Cette phrase n’est qu’un exemple parmi des centaines de témoignages de femmes victimes de violences sexistes et sexuelles, qui affluent depuis mercredi sur les réseaux sociaux, suite au lancement du hashtag #DoublePeine, lancé par la militante Anna Toumazoff. 

Partout en France et encore aujourd’hui, les femmes victimes de viols font face à une véritable #DoublePeine : être victime d’un acte criminel et subir des humiliations par les policiers qui accueillent leurs plaintes dans les commissariats. Banalisation des faits, refus de prendre la plainte, culpabilisation de la victime, moqueries, racisme : depuis des années, des milliers de femmes témoignent de la façon dont une partie des forces de l’ordre les accueille dans les commissariats.
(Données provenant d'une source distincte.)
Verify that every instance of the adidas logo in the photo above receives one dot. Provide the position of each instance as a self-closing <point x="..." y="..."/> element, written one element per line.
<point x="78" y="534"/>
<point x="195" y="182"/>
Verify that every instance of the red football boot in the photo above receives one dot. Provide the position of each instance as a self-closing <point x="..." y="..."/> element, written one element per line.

C’est insupportable. Deux ans après le Grenelle sur les violences conjugales et les promesses du gouvernement, les associations sont unanimes, les mesures mises en place pour l’accueil des femmes victimes de viols ne sont pas à la hauteur ! En mars dernier, une enquête du collectif #NousToutes révélait que plus de 6 femmes sur 10 étaient victimes d’une mauvaise prise en charge lors du dépôt de leur plainte.
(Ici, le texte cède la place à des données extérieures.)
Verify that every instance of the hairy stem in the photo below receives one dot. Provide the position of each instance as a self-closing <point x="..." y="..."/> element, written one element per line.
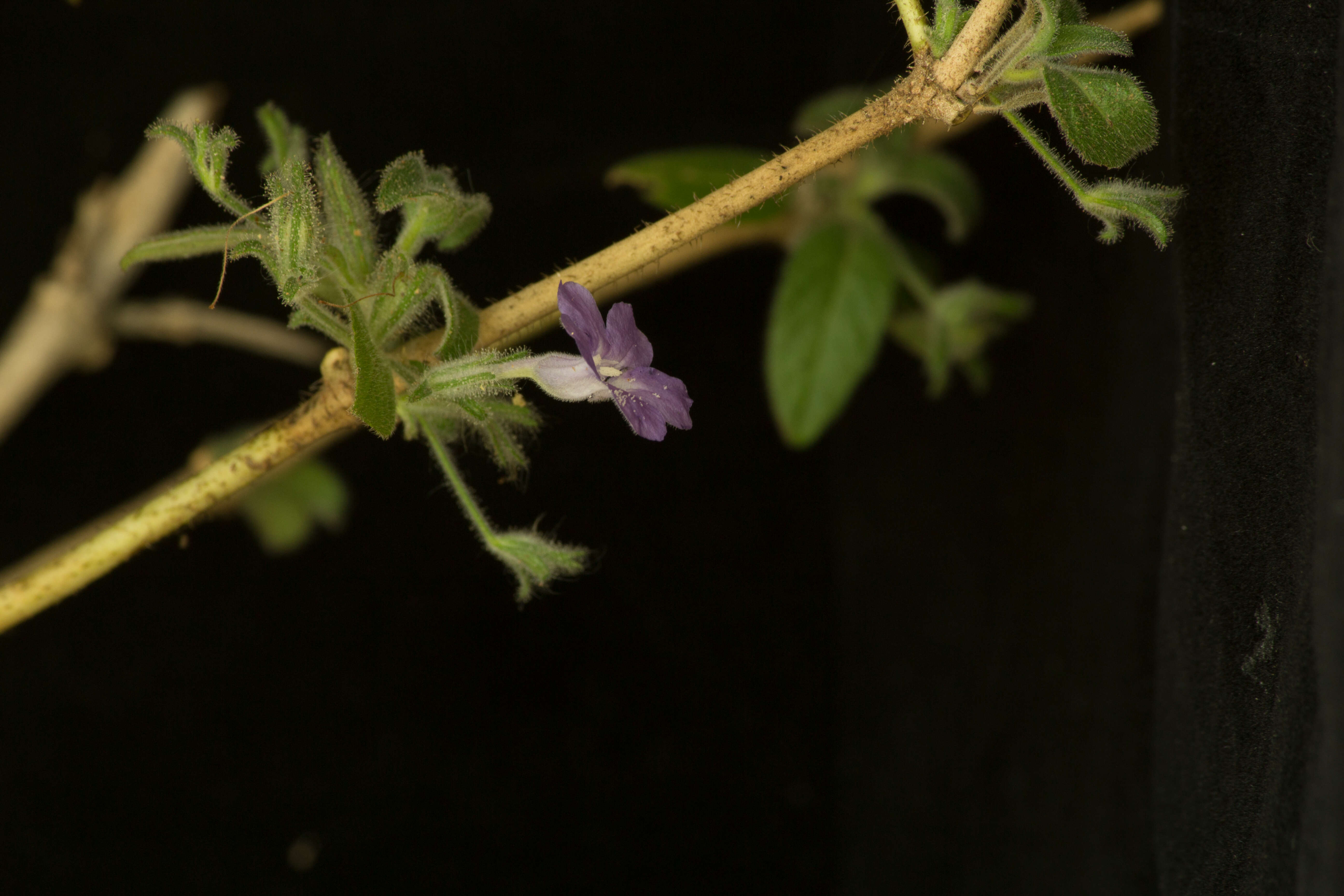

Toutes et tous ensemble, exigeons dès maintenant du Ministre de l’Intérieur qu’il mette en place une politique publique à la hauteur des besoins de formation du personnel de la police.
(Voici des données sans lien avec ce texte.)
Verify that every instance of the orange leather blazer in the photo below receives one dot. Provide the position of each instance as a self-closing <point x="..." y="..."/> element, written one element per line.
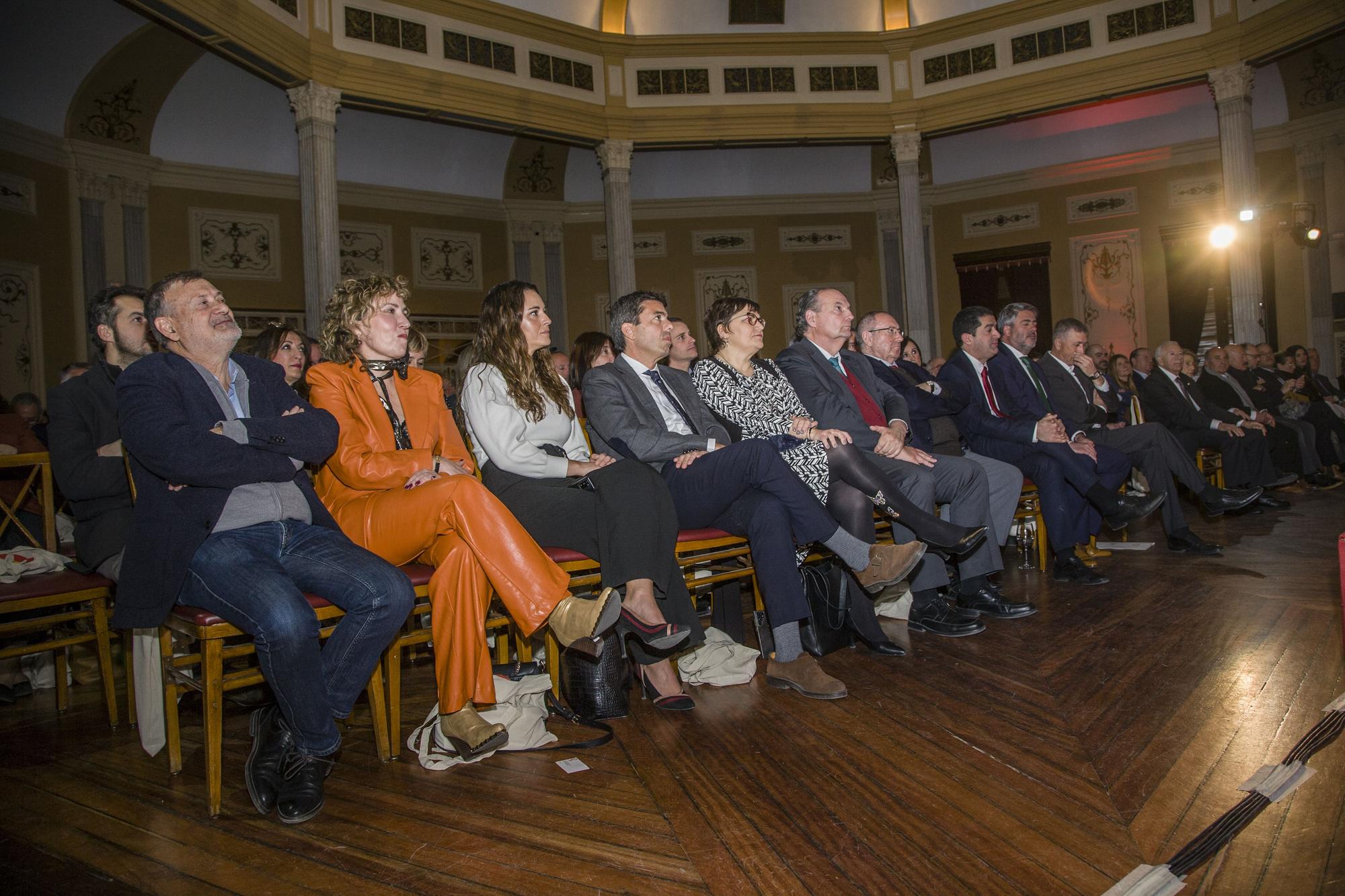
<point x="367" y="458"/>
Aujourd’hui, seulement 10% des femmes victimes de violences sexuelles osent porter plainte. Il est primordial d’encourager les femmes à effectuer cette démarche difficile ; l’accueil des victimes étant la première étape pour obtenir l’ouverture du procès et faire condamner l’auteur de l’agression.

À ce jour, seulement 67 intervenant.es supplémentaires ont été recruté.es, depuis 2019, pour sensibiliser les forces de l’ordre à l’accueil et à la prise en charge des femmes victimes de violences. L’afflux de témoignages nous montre bien que c’est encore trop peu !

Il est temps que les pouvoirs publics prennent la mesure de l’urgence et agissent concrètement. 

Ensemble, aux côtés des associations, exigeons du Ministre de l’Intérieur qu’il protège toutes les femmes victimes de viols en France. Les femmes doivent pouvoir compter sur une police et une gendarmerie formées et à l’écoute de leurs souffrances.